Responsibilities:
- Architect and optimize distributed training and inference systems for large-scale AI models, ensuring scalability and performance.
- Design and deliver customer-focused solutions, lead the transition of ML pipelines from POC to scalable production, and build long-term customer relationships.
- Create whitepapers, deliver technical presentations, host webinars, provide technical leadership, and mentor teams on AI infrastructure and deployment strategies.
Qualifications:
- 5+ years of experience with cloud technologies and infrastructure, ideally in senior MLOps or Solutions Architect roles, with proven expertise in scaling AI workloads.
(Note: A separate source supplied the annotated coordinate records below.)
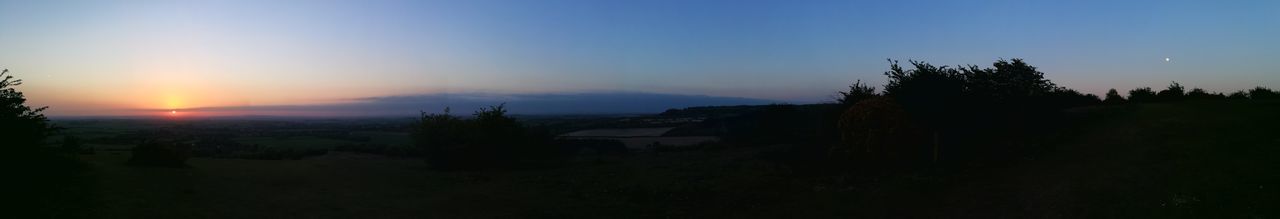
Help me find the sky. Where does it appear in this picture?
[0,0,1280,117]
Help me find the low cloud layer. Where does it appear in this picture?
[174,92,777,117]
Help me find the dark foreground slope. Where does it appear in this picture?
[72,101,1280,218]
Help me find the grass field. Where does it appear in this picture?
[49,101,1280,218]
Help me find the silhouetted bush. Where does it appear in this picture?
[1187,87,1226,100]
[827,97,931,165]
[1102,88,1125,104]
[1249,87,1280,100]
[129,141,191,166]
[412,105,564,170]
[835,59,1105,161]
[1156,82,1187,101]
[836,79,879,108]
[1226,91,1249,100]
[1129,87,1156,102]
[0,69,55,152]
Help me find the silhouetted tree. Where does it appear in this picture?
[1187,87,1226,100]
[837,79,879,106]
[960,59,1057,105]
[1102,88,1125,104]
[1156,82,1187,101]
[884,60,968,127]
[1129,87,1156,102]
[860,59,1080,163]
[412,104,563,169]
[1249,86,1280,100]
[1226,91,1249,100]
[0,69,55,150]
[827,97,932,164]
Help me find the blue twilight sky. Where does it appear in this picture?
[0,0,1280,115]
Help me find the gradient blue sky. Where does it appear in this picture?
[0,0,1280,115]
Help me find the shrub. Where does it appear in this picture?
[1187,87,1226,100]
[1249,87,1280,100]
[1129,87,1156,102]
[1156,82,1187,101]
[1102,88,1125,104]
[827,97,929,163]
[0,69,56,151]
[412,104,563,170]
[129,141,191,166]
[836,79,879,106]
[1226,91,1249,100]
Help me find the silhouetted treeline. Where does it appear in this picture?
[1103,82,1280,104]
[411,105,566,169]
[829,59,1102,166]
[0,69,56,152]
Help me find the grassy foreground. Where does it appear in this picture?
[67,101,1280,218]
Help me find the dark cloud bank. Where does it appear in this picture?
[186,92,780,117]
- Deep knowledge of ML frameworks like PyTorch and JAX, and strong background in the NVIDIA HPC ecosystem (CUDA, NCCL, Infiniband).
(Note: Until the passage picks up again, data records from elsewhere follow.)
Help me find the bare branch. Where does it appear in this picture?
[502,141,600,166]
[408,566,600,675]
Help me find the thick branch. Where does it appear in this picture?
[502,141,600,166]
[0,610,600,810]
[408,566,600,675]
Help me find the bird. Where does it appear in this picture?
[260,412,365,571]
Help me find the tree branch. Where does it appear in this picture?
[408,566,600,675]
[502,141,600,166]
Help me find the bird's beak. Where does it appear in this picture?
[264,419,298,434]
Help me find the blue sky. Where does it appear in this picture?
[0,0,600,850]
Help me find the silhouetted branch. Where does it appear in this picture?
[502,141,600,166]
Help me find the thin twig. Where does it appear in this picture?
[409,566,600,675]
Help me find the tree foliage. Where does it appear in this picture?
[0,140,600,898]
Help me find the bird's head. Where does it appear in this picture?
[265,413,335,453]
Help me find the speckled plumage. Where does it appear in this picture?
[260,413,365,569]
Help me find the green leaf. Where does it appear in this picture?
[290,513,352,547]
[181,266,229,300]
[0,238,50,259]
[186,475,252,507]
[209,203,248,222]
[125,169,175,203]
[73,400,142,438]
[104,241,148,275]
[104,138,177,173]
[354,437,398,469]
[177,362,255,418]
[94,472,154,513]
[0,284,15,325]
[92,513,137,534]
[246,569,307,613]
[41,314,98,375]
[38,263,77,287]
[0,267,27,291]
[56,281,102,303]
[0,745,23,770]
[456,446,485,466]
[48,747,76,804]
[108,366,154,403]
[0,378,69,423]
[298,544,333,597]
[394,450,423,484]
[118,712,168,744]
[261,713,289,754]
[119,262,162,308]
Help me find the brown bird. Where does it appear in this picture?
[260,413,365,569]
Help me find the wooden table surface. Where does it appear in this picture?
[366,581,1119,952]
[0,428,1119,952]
- Exceptional communication skills to engage technical teams and business stakeholders, with legal authorization to work in the United States without sponsorship.
Compensation and Benefits:
- Competitive compensation ranging from $225,000 to $315,000 per year, with full medical benefits including 100% company-paid medical, dental, and vision coverage.
- 401(k) plan with a 4% match program, stock options plan, flexible remote work environment, and company-paid short-term, long-term disability, and life insurance.
- 20 weeks paid parental leave for primary caregivers and 12 weeks for secondary caregivers, with up to $85/month for mobile and internet.